About 20% of people who suffer from migraine experience a neurological phenomenon called the aura. This lasts from 5 to 60 minutes and precedes the migraine. It manifests itself in different ways:

  • by visual effects: reduced vision, lightning, double vision;
  • by numbness in the face, on the tongue, or in a limb; and
  • by language difficulties.


They are of two types: non-food or food origin. Here are some examples:

  1. Personal or environmental triggers:
    • the stress;
    • hunger or skipping meals;
    • changing sleep patterns;
    • a change in atmospheric pressure;
    • a noisy environment or bright light;
    • lack or excess of physical activity;
    • unusual odors (perfume, tobacco, etc.);
    • hormonal changes;
    • Certain medications.
  2. Food triggers (most common):
    • alcohol, especially red wine and beer;
    • coffee and soft drinks;
    • aged cheeses;
    • aspartame, sulfites and monosodium glutamate;
    • chocolate;
    • Cooked meats;
    • Fermented or pickled foods.


The first step in preventing migraines is to discover the elements or situations that trigger the attacks. A migraine diary will record the circumstances surrounding a migraine episode (food eaten, symptoms present, psychological state, environmental conditions, etc.).

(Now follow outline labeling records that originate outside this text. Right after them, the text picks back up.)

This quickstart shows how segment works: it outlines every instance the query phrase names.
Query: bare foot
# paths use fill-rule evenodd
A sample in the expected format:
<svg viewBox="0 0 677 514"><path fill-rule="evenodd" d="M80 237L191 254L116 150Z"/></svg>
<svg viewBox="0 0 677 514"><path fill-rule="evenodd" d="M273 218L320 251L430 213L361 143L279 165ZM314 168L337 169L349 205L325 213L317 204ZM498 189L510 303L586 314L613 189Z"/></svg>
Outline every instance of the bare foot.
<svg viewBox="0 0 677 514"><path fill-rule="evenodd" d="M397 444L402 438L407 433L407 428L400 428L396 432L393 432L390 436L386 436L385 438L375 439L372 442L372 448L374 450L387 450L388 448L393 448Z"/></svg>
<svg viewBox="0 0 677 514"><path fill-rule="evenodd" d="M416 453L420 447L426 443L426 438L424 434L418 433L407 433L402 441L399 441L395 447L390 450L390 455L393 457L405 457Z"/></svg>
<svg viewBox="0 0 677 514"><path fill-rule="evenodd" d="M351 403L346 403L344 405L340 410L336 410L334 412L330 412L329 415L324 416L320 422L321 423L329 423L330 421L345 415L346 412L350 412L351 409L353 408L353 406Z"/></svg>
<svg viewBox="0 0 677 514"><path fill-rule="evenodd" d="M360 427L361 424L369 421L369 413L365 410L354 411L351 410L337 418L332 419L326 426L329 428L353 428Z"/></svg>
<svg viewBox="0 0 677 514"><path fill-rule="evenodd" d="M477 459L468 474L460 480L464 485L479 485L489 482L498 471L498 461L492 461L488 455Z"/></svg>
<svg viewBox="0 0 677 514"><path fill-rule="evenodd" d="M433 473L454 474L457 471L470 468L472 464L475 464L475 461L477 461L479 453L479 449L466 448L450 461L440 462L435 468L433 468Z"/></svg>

Thereafter, you must adapt your lifestyle by ensuring:

  • reduce stress levels;
  • do not skip meals;
  • have good sleep hygiene;
  • Exercise regularly.


If you suffer from simple headaches, it’s a safe bet that the use of over-the-counter painkillers will be enough to counter the pain. However, if your headaches are intense, recurrent, or have symptoms before or during the episode, they could be migraines. It is important to see a doctor for a diagnosis.

If you suffer from migraines, over-the-counter pain relievers may not be enough. If this is the case, your doctor will prescribe you stronger medication, specifically for the relief of migraines. This type of medication is called a migraine medication. Also, if your migraines are too frequent, he may want to prescribe you another medication, Whatever medications you use to relieve your headaches or migraines (analgesics, migraine medications, or preventive medications), your pharmacist can inform you about their benefits, how to use them, their side effects and the risk. Interactions with other medications you are taking. Call on his expertise.

In summary, a migraine happens to be much more than just a passing headache! If you don’t know exactly what ailment you are afflicted with, don’t worry. See your doctor for a diagnosis. Thereafter, you can take the necessary steps to reduce the impact of migraine on your well-being and quality of life.